The Taikoo Dockyard eventually merged with the Whampoa Dockyard — the competitor it had reached a truce with in 1913 — to form the Hongkong United Dockyards. The merged operation moved to the west coast of Tsing Yi Island, in the New Territories, where deep water and space allowed for modern container-era ship repair. The Quarry Bay site was cleared and developed from the 1970s onward, its industrial character replaced entirely. The transformation from working dockyard to residential and commercial district is one of the cleanest breaks in Hong Kong's urban history: a site that built warships and river steamers for seventy years left so little physical trace that only the name Taikoo — still on the MTR station, the shopping mall, the housing estate, the office towers — survives to mark it.

From the Air

The former Taikoo Dockyard site is located at approximately 22.286°N, 114.217°E in the Quarry Bay district on the northern shore of Hong Kong Island. Today the site is occupied by Taikoo Shing residential estate, Taikoo Place offices, and Cityplaza mall. From the air, the area is identifiable by the dense residential towers of Taikoo Shing directly north of the country park hills. Victoria Harbour is immediately to the north, with Kowloon visible across the water.
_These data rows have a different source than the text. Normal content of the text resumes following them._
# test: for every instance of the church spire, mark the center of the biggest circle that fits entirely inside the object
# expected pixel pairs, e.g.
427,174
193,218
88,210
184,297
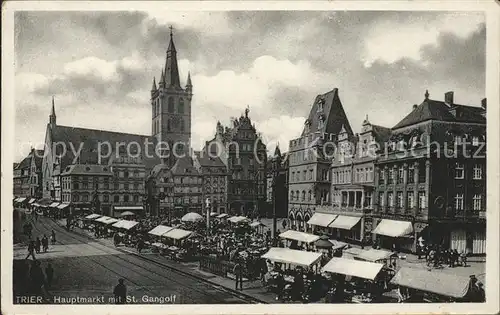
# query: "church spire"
171,67
52,117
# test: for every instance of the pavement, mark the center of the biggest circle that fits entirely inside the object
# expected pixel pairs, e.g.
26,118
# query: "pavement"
87,269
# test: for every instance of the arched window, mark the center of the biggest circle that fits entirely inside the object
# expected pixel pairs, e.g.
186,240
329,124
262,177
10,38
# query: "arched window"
170,104
180,108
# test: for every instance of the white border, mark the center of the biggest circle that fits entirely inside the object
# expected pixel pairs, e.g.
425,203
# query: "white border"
492,11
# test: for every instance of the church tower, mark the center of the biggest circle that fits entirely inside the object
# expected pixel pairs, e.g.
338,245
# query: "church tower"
171,108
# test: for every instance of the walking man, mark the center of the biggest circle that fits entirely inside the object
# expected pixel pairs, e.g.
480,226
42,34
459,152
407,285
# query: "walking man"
120,292
238,273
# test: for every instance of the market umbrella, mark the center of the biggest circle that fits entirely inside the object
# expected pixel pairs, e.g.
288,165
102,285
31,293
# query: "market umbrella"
192,217
323,242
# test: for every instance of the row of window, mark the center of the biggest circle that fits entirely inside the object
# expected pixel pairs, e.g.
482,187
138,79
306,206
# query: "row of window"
157,105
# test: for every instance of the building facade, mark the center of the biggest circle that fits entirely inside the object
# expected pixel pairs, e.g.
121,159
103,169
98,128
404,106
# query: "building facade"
310,158
430,181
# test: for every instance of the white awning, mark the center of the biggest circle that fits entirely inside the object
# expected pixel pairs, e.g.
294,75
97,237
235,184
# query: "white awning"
393,228
292,256
177,234
160,230
351,267
322,219
238,219
430,281
299,236
344,222
128,208
92,216
375,255
125,224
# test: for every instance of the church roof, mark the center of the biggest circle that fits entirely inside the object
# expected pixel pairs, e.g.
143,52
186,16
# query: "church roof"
438,110
90,139
333,114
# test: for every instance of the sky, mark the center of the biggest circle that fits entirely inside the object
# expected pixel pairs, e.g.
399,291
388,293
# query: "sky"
99,67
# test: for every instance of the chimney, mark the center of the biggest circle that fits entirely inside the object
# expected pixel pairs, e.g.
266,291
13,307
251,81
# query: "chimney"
483,103
448,98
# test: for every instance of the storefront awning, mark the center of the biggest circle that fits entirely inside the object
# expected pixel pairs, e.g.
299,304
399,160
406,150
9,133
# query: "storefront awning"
375,255
177,234
292,256
129,208
344,222
322,219
160,230
299,236
354,268
440,283
393,228
125,224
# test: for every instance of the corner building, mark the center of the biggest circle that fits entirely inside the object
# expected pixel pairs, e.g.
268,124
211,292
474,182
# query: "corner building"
310,158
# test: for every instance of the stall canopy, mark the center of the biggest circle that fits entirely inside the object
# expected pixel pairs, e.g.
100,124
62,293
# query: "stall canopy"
393,228
355,268
440,283
344,222
292,256
322,219
375,255
125,224
299,236
177,234
256,223
160,230
238,219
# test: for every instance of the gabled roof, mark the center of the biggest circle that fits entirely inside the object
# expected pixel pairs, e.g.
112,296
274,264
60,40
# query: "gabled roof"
333,114
440,111
90,139
87,169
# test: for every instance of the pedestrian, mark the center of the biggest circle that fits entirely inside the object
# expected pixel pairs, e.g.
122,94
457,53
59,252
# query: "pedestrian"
45,243
120,292
49,272
31,250
238,273
38,244
53,237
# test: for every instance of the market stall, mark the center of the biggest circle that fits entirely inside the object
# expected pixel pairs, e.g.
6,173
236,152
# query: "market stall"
433,286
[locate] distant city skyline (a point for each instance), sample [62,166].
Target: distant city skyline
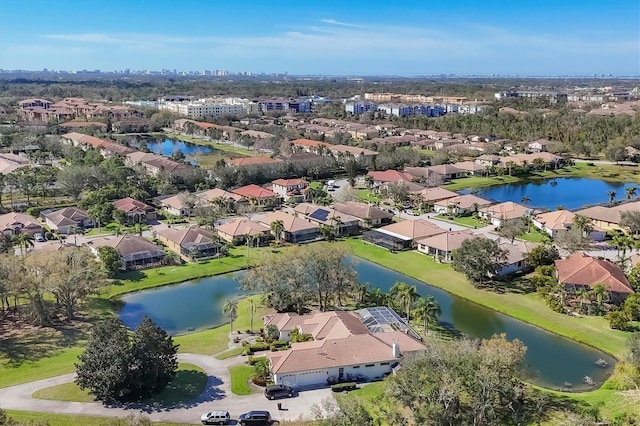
[542,37]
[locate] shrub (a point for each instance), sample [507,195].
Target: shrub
[340,387]
[253,359]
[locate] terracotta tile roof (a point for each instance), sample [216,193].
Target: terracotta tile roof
[464,201]
[390,176]
[558,220]
[448,241]
[362,210]
[254,191]
[291,223]
[192,234]
[584,270]
[242,227]
[505,211]
[437,194]
[129,205]
[412,229]
[250,161]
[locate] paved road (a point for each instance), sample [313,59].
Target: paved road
[217,396]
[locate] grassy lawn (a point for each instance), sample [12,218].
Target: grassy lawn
[240,375]
[230,353]
[139,280]
[29,417]
[469,221]
[604,172]
[216,340]
[368,196]
[189,382]
[530,308]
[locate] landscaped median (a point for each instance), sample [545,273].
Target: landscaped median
[530,308]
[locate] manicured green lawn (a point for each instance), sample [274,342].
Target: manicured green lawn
[188,384]
[216,340]
[469,221]
[230,353]
[530,308]
[240,375]
[26,417]
[368,196]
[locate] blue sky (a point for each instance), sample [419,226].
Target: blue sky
[524,37]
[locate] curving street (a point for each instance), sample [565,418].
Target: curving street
[216,396]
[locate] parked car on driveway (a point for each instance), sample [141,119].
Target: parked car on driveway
[279,391]
[255,418]
[220,417]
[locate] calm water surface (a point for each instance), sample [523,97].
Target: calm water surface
[554,360]
[572,193]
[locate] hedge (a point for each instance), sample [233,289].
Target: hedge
[340,387]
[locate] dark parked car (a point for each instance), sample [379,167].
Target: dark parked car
[279,391]
[255,418]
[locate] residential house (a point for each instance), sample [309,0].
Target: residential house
[583,271]
[192,243]
[15,223]
[460,205]
[448,171]
[562,220]
[347,346]
[387,176]
[498,213]
[295,230]
[440,246]
[368,214]
[237,232]
[517,253]
[136,211]
[471,167]
[252,161]
[431,195]
[402,235]
[66,219]
[290,189]
[345,223]
[540,145]
[136,252]
[258,195]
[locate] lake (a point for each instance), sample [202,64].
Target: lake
[572,193]
[166,146]
[553,359]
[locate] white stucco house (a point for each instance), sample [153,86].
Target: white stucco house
[347,346]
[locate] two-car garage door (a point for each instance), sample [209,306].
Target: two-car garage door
[304,378]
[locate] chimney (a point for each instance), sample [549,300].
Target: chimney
[396,349]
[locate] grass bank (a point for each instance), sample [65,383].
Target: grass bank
[189,383]
[53,419]
[531,308]
[611,173]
Nearest airport: Hong Kong International Airport (VHHH), approximately 33 km to the northwest on Lantau Island. The former Kai Tak runway site — itself reclaimed — is approximately 5 km to the northwest across the harbour. At 2,000–4,000 feet, the transition from harbour waterfront to Quarry Bay commercial district to the green hillside of Tai Tam Country Park directly to the south is clearly visible.